All of lore.kernel.org
 help / color / mirror / Atom feed
From: Jiaqi Yan <jiaqiyan@google.com>
To: tony.luck@intel.com, naoya.horiguchi@nec.com
Cc: jiaqiyan@google.com, duenwen@google.com, rientjes@google.com,
	 linux-mm@kvack.org, shy828301@gmail.com,
	akpm@linux-foundation.org,  wangkefeng.wang@huawei.com
Subject: [PATCH v1 1/3] mm: memory-failure: Add memory failure stats to sysfs
Date: Mon, 16 Jan 2023 19:39:00 +0000	[thread overview]
Message-ID: <20230116193902.1315236-2-jiaqiyan@google.com> (raw)
In-Reply-To: <20230116193902.1315236-1-jiaqiyan@google.com>

Today kernel provides following memory error info to userspace, but each
has its own disadvantage
* HardwareCorrupted in /proc/meminfo: number of bytes poisoned in total,
  not per NUMA node stats though
* ras:memory_failure_event: only available after explicitly enabled
* /dev/mcelog provides many useful info about the MCEs, but
  doesn't capture how memory_failure recovered memory MCEs
* kernel logs: userspace needs to process log text

Exposes per NUMA node memory error stats as sysfs entries:

  /sys/devices/system/node/node${X}/memory_failure/pages_poisoned
  /sys/devices/system/node/node${X}/memory_failure/pages_recovered
  /sys/devices/system/node/node${X}/memory_failure/pages_ignored
  /sys/devices/system/node/node${X}/memory_failure/pages_failed
  /sys/devices/system/node/node${X}/memory_failure/pages_delayed

These counters describe how many raw pages are poisoned and after the
attempted recoveries by the kernel, their resolutions: how many are
recovered, ignored, failed, or delayed respectively.

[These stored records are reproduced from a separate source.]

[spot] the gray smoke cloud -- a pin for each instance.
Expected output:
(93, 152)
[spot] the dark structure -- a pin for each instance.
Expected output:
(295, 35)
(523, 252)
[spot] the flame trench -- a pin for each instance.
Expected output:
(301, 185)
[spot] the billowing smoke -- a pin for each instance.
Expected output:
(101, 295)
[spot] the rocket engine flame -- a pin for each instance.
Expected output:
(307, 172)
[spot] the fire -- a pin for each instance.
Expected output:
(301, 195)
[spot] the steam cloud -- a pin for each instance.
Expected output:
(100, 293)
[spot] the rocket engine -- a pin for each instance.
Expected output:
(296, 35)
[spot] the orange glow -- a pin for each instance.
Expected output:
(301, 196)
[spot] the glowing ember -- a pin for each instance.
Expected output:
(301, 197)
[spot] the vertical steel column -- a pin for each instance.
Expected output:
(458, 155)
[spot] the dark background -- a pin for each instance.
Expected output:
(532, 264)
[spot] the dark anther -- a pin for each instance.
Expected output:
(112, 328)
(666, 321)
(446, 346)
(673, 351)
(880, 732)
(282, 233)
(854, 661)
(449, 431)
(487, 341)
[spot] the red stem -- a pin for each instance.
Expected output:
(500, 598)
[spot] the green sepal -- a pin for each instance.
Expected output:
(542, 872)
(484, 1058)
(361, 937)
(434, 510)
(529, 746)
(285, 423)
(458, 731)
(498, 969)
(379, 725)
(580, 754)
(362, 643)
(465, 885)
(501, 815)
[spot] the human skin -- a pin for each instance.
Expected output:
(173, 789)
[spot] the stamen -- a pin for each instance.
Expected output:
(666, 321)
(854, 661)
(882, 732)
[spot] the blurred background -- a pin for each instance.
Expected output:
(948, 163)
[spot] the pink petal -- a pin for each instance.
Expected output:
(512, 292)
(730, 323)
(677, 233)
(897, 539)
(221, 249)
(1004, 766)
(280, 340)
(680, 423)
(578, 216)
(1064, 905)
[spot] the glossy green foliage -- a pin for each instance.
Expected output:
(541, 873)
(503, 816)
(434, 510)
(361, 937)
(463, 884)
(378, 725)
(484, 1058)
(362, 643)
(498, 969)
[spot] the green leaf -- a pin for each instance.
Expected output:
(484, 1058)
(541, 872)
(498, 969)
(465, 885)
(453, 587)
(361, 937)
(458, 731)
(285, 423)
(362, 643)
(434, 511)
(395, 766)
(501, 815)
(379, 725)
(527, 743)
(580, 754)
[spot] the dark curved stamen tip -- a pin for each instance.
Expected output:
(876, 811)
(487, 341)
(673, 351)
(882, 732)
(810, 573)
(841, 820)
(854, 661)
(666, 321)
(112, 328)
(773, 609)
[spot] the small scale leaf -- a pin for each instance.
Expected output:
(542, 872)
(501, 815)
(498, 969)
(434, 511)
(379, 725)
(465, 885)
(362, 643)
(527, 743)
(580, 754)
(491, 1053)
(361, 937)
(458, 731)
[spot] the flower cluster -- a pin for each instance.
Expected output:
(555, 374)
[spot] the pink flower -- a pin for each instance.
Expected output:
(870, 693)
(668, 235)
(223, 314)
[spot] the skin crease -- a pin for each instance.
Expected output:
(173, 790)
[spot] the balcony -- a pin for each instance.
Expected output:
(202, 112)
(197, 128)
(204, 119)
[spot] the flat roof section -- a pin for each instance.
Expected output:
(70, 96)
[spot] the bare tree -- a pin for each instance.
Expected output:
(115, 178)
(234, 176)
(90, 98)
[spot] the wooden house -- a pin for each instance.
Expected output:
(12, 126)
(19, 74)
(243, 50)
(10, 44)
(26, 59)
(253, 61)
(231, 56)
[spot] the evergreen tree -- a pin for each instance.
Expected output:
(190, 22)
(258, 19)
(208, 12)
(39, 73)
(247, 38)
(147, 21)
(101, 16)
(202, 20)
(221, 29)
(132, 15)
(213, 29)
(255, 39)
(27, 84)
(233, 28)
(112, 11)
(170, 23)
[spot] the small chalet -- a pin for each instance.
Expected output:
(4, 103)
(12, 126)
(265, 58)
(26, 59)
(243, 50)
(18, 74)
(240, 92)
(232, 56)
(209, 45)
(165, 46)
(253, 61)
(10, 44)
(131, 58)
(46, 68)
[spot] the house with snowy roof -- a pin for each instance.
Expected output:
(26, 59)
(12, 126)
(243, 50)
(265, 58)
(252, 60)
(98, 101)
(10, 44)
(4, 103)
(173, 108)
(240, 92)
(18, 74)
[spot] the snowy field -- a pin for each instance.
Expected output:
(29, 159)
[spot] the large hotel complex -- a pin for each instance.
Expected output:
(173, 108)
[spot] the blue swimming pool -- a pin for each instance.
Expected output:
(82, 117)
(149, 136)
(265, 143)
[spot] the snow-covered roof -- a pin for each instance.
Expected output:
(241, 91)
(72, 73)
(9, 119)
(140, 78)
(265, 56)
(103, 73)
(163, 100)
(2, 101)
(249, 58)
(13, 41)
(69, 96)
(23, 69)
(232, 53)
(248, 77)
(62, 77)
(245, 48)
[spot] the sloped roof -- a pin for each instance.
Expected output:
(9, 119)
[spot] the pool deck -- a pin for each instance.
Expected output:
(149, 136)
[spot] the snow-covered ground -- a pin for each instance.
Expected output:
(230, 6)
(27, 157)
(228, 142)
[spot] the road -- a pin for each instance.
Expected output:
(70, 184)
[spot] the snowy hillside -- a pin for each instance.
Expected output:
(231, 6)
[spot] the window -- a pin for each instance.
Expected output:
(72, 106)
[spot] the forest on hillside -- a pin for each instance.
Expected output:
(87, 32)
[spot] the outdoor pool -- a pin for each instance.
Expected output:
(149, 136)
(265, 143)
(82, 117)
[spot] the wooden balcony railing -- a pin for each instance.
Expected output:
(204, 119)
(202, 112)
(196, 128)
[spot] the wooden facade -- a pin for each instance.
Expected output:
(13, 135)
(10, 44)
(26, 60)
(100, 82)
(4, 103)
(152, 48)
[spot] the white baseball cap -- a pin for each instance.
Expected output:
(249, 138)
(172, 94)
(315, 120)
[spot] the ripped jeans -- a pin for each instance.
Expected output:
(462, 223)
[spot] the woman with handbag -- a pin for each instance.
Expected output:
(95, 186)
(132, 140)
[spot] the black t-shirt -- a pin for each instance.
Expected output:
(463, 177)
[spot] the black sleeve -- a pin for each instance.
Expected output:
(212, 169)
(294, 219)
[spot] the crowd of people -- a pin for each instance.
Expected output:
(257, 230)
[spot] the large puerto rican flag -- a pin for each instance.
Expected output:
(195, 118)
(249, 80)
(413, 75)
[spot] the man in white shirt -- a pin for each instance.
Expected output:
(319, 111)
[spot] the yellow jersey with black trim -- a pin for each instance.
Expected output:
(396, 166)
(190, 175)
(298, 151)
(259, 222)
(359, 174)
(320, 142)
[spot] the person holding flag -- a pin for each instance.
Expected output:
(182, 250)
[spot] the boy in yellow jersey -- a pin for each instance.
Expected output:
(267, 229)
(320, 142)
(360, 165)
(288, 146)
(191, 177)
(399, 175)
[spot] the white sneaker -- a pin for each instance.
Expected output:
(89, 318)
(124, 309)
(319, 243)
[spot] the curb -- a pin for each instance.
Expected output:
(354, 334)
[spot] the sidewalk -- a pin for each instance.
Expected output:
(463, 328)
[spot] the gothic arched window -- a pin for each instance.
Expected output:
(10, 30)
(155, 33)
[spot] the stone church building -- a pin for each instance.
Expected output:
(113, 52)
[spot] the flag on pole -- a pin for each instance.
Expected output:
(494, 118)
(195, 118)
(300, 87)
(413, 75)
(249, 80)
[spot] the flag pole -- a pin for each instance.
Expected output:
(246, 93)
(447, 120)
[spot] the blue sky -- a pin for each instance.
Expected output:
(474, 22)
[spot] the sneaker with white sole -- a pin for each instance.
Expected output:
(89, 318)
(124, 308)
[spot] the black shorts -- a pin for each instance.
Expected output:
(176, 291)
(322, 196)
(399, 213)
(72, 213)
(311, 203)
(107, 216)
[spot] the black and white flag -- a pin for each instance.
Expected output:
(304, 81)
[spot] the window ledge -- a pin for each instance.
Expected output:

The following math holds for the statistics:
* pages_poisoned = pages_recovered + pages_ignored + pages_failed +
                   pages_delayed
* pages_poisoned * PAGE_SIZE = /proc/meminfo/HardwareCorrupted

Acked-by: David Rientjes <rientjes@google.com>
Signed-off-by: Jiaqi Yan <jiaqiyan@google.com>
---
 drivers/base/node.c    |  3 +++
 include/linux/mm.h     |  5 +++++
 include/linux/mmzone.h | 28 ++++++++++++++++++++++++++++
 mm/memory-failure.c    | 35 +++++++++++++++++++++++++++++++++++
 4 files changed, 71 insertions(+)

diff --git a/drivers/base/node.c b/drivers/base/node.c
index faf3597a96da..b46db17124f3 100644
--- a/drivers/base/node.c
+++ b/drivers/base/node.c
@@ -586,6 +586,9 @@ static const struct attribute_group *node_dev_groups[] = {
 	&node_dev_group,
 #ifdef CONFIG_HAVE_ARCH_NODE_DEV_GROUP
 	&arch_node_dev_group,
+#endif
+#ifdef CONFIG_MEMORY_FAILURE
+	&memory_failure_attr_group,
 #endif
 	NULL
 };
diff --git a/include/linux/mm.h b/include/linux/mm.h
index f3f196e4d66d..888576884eb9 100644
--- a/include/linux/mm.h
+++ b/include/linux/mm.h
@@ -3521,6 +3521,11 @@ enum mf_action_page_type {
 	MF_MSG_UNKNOWN,
 };
 
+/*
+ * Sysfs entries for memory failure handling statistics.
+ */
+extern const struct attribute_group memory_failure_attr_group;
+
 #if defined(CONFIG_TRANSPARENT_HUGEPAGE) || defined(CONFIG_HUGETLBFS)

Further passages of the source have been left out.